At a state-level consultation meeting held on Tuesday in the City, child protection officers, members of Child Welfare Committees and child rights activists from the districts outlined several causes for marrying off girls at an early age of 11 to 16.

The outcome of the consultation was a list of recommendations which will be sent to the United Nations Human Rights Council through the Indian Alliance for Child Rights. Recently, India backed out co-sponsoring a UN resolution on eliminating marriages of three kinds - child marriages, early marriages and forced marriages - despite recording a huge number of such instances.

Child rights activists working in the northern districts complained of the practice of selling young girls to families, mainly from Rajasthan. “Gujjar marriages” as they are known in the local parlance, involve impoverished parents “marrying off” their girls in exchange for Rs two lakh to families of the far-off state of Rajasthan.

The quantum of money depends on the “looks” of the girls. Marriages like these though attract laws related to human trafficking, the rate of prevention of such marriages is abysmally low.

School dropout rates significantly increase the chances of girls getting married early. Tajuddeen Khan, child protection officer in Ramanagara said when girls stay out of schools, parents automatically start thinking of getting them married.

“Retaining these girls in schools is very essential. In most cases, when girls are married early, it is usually the classmates and friends who inform us. Once the girls start staying at home and lose contact with their classmates, we have no way of knowing their fate. If the Education Department really makes an effort to re-enrol the girls into school, these numbers might drop,” he says.

Migration also seems to be a factor. According to Khan, Ramanagar faces an influx of population from Chamarajnagar and surrounding areas. Parents usually go in search of labour and sometimes do not return for a fortnight.

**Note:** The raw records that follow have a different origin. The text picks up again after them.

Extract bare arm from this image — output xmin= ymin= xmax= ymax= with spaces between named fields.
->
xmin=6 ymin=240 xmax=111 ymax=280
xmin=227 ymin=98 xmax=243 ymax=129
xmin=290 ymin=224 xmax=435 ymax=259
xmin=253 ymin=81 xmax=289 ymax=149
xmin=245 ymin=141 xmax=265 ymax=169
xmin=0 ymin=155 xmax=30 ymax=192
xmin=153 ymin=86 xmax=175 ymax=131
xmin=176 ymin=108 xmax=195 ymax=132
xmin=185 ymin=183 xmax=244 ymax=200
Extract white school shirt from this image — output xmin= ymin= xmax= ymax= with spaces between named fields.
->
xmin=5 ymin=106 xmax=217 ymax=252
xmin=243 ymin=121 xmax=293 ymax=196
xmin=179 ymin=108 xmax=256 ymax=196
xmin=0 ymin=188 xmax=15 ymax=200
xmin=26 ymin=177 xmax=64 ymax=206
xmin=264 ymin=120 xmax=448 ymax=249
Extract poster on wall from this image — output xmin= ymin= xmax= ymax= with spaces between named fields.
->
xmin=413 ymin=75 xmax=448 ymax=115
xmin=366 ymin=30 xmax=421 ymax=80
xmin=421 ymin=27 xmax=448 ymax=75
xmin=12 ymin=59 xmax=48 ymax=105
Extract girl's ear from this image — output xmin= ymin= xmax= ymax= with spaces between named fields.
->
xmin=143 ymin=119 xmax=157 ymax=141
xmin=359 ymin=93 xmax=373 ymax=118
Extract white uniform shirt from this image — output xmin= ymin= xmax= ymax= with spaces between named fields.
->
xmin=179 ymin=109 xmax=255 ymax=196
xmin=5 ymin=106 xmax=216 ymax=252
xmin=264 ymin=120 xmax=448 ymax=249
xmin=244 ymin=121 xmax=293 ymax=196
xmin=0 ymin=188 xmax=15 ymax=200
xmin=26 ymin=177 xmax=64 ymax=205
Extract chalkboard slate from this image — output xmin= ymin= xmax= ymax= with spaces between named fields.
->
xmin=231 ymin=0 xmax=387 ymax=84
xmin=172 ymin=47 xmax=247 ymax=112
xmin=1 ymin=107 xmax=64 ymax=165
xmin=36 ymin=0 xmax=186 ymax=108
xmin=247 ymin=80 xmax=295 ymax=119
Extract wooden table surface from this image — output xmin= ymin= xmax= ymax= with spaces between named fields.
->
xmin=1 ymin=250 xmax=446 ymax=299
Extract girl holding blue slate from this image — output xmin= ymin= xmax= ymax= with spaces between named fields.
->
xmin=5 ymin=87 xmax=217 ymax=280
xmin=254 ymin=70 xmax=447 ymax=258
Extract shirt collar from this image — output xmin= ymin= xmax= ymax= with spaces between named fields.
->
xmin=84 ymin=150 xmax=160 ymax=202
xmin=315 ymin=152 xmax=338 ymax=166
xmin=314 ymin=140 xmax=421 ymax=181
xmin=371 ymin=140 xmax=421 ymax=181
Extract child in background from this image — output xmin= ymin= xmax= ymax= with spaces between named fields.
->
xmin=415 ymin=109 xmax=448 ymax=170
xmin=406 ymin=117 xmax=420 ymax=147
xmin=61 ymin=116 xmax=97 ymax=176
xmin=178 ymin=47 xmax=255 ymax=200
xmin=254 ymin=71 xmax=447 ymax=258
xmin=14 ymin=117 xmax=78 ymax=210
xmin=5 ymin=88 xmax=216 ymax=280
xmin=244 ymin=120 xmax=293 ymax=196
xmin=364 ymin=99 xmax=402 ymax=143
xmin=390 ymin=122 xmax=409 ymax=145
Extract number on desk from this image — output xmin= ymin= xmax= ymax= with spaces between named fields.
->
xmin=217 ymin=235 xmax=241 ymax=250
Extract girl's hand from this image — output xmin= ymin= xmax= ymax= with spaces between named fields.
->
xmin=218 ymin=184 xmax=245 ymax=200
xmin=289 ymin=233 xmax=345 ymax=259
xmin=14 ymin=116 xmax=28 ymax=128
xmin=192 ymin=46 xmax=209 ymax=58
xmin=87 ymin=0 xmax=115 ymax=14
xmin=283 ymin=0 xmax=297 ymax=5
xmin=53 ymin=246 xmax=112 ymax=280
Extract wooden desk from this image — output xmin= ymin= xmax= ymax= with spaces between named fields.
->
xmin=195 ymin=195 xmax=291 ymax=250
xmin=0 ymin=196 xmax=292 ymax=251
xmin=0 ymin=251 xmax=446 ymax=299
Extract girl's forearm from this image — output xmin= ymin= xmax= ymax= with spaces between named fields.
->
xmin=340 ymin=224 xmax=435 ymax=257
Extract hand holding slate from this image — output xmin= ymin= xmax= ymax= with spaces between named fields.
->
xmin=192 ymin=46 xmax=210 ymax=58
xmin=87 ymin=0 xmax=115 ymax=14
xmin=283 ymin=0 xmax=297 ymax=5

“They feel it is better to marry off girls, some as young as 11, as they are scared for the safety of these girls, when they leave home in search of job,” Khan says. In the last eight months, around 40 cases of child marriage have been reported in this district.

The neighbouring district of Mandya reports one of the highest incidences of child marriages.

According to Venkatesh, a child rights activist working with the child helpline in Mandya, they receive complaints of around 40 child marriages in a month during the ‘wedding months,’ the period which lasts for eight to ten months a year. “Sometimes we get as many as five calls a day,” he disclosed.

Emphasising the need to create awareness, Venkatesh admitted that officials on the ground level are unwilling to interfere in many cases. “The pressure from the community is so strong that officials hesitate to interfere because they are scared of the backlash and intimidation,” Venkatesh said.

Nagasimha Rao, Convenor of Karnataka Child Rights Observatory (KCRO) said there should be follow up efforts at least for six months when a child marriage is stopped. “Otherwise, a girl will be married off a fortnight later and we will not know about it.” he said.